Okay. And then, one last question. I think you mentioned it earlier, but in terms of EpiTrack, I think you said clinically meaningful was one improvement in one point, I guess, or whatever that measurement is. Is that, is that correct? Did I hear that incorrectly, or I guess, what is clinically mean? Can you just repeat what was clinically meaningful as far as EpiTrack is concerned?

Jonathan Rubin
Senior Vice President, Research and Development and Chief Medical Officer, Supernus Pharmaceuticals

Yeah. So the clinically meaningful on EpiTrack for an individual is four or higher. And EpiTrack can be analyzed in a variety of ways. So we talked about improvement, moving from one area, like significantly impaired to average. That's one way of analyzing it. You can look at the overall mean improvement. 2.3 is good. I would mention that one clinical trial reported a change of one, and it was considered statistically significant. Now, that was with a much larger sample size, but just to give you a sense, they found that the change of one in the group mean, an improvement of one, was clinically meaningful. And so again, overall, we saw that five out of 12 or 42% improved.

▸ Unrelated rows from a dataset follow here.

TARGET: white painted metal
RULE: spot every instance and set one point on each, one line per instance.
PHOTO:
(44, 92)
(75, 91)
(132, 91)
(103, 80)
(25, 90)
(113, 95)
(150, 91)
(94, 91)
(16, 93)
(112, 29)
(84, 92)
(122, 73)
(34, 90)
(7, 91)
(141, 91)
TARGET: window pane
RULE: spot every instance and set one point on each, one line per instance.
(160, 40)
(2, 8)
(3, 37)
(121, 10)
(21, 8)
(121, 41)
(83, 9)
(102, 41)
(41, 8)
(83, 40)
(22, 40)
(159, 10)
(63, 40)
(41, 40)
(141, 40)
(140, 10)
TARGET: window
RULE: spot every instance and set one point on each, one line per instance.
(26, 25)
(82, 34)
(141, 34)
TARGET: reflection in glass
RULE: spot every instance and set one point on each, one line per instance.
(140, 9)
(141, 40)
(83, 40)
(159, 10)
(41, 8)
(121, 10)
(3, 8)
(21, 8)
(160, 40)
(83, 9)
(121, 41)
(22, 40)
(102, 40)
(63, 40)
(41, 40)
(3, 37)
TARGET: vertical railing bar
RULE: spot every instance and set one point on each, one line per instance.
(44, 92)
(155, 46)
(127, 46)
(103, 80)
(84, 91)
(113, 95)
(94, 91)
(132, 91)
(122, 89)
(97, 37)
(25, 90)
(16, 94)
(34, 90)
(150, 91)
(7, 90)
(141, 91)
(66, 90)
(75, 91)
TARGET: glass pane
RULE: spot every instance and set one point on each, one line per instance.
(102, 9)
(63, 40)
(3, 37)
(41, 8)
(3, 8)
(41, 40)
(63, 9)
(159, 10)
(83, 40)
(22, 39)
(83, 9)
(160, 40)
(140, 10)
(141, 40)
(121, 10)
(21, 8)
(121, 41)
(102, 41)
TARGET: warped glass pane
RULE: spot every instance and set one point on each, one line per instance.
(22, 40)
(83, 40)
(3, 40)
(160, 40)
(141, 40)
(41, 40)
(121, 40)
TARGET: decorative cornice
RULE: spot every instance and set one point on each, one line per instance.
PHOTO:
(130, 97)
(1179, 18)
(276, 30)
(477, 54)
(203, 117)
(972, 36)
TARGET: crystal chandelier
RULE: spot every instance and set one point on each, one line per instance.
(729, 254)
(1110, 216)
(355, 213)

Consistent with an acetylcholinesterase inhibitor, we believe that this drug has the potential for cognitive improvement, but we're going to have to look at that with a much larger sample size and in a placebo-controlled fashion.

Annabel Samimy
Managing Director, Stifel

Okay, great. Thank you.

Operator

Thank you. This does conclude the Q&A session, and I would like to turn the call back over to Jack for closing remarks. Please go ahead.

Jack Khattar
CEO, Supernus Pharmaceuticals

Thank you all for joining us this afternoon. We are very encouraged by this interim analysis that seems to suggest that SPN-817 can be a highly differentiated product for the treatment of focal seizures. We look forward to reporting the final and full results in the second half of this year. Thank you.

Operator

Thank you all for joining. This concludes today's conference call. You may disconnect.